On 07/06/2017 08:02 AM, Subramanya Sastry wrote:
TL;DR
The Parsing team wants to replace Tidy with a RemexHTML-based solution on the Wikimedia cluster by June 2018. This will require editors to fix pages and templates to address wikitext patterns that behave differently with RemexHTML. Please see 'What editors will need to do' section on the Tidy replacement FAQ [1].
......
- Monitoring progress
In order to monitor progress, we plan to do a weekly (or some such periodic frequency) test run that compares the rendering of pages with Tidy and with RemexHTML on a large sample of pages (in the 50K range) from a large subset of Wikimedia wikis (~50 or so). This will give us a pulse of how fixups are going, and when we might be able to flip the switch on different wikis.
I wanted to post some followups on this.
1. We have a revived dashboard that tracks linter error counts on wikis for all linter categories.
See https://tools.wmflabs.org/wikitext-deprecation/
2. We track the error counts as they change and publish weekly snapshots comparing counts to a July 24th baseline (which is when I first started collecting stats)
See https://www.mediawiki.org/wiki/Parsing/Replacing_Tidy/Linter/Stats
3. We also have a pixel-diffs test run (previously called visual diffs) that compares page rendering with Tidy and with RemexHTML. The test set has 73K pages sampled from 60 wikis.

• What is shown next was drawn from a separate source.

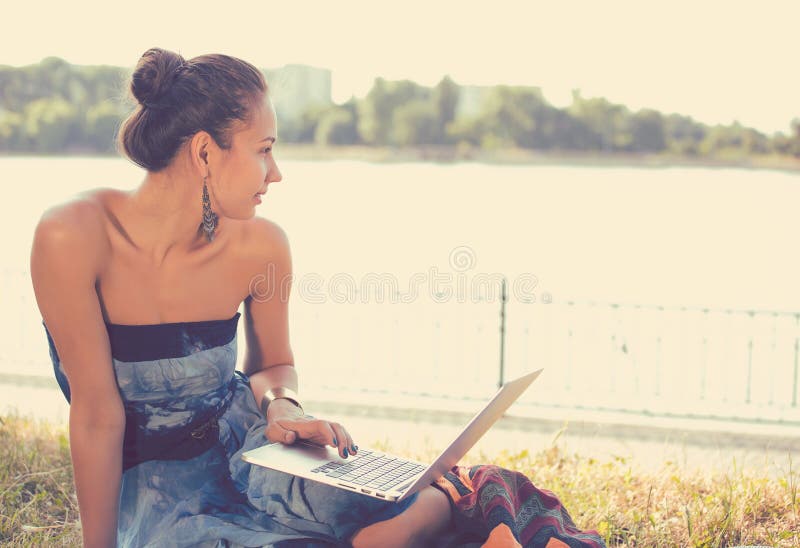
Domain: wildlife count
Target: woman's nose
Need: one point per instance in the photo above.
(274, 175)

These diffs more accurately reflect what kind of rendering differences we can expect to see if pages are not fixed.
See http://mw-expt-tests.wmflabs.org/
4. Based on the runs above, I identified one more high priority linter category which is a Tidy whitespace bug and needs to be fixed (expect mostly templates, especially navboxes based on what I've seen in the test run above). Once the code is reviewed and deployed to the cluster, we'll start populating this category.
See https://gerrit.wikimedia.org/r/#/c/371068/ and https://gerrit.wikimedia.org/r/#/c/371071/
Thanks, Subbu.